Hi Syed, Please try to change the test.py as below. In forward_video(), def forward_video(data):

input_var = torch.autograd.Variable(data, volatile=True)

    input_var = torch.autograd.Variable(data)
    with torch.no_grad():  #sethu
      scores = net(input_var)
      scores = scores.view((-1, args.test_segments * args.test_crops) + scores.size()[1:])
      scores = torch.mean(scores, dim=1)
      return scores.data.cpu().numpy().copy()

Try this and check. -- sethu.innovative@gmail.com

Maruidear commented 5 years ago

Hi,I met this problem in training. How can I solve it?

Maruidear commented 5 years ago

I was trying this model on GTX 1080 Ti (12GB memory). All trainings have worked fine for me but with smaller batch size. However, testing for I-frame model is giving CUDA out of memory error. Which is strange because testing should not require that much or memory especially when training has worked fine. What is the best way to resolve this issue?

Hi,I met this problem in training.Can you tell me about your batch-size in training?

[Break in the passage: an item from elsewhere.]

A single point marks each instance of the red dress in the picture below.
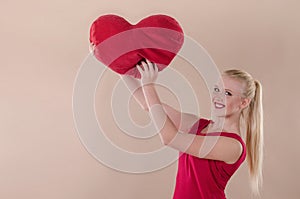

syed-abdul-baqi commented 5 years ago

Reduce the batch size for training. It was reduced to 4 for I-Frame. You can go further down to 2 or even 1. Batch-size 40 worked fine for mv and residual frame.

In testing, passing the following parameter in the command made it run successfully.

--test-crops=1

Note that the default value is 10 for test crops.

Best of luck

JimLee1996 commented 4 years ago

Half precision is also helpful to reduce memory consumptiuon. Try use tensor.half() and model.half().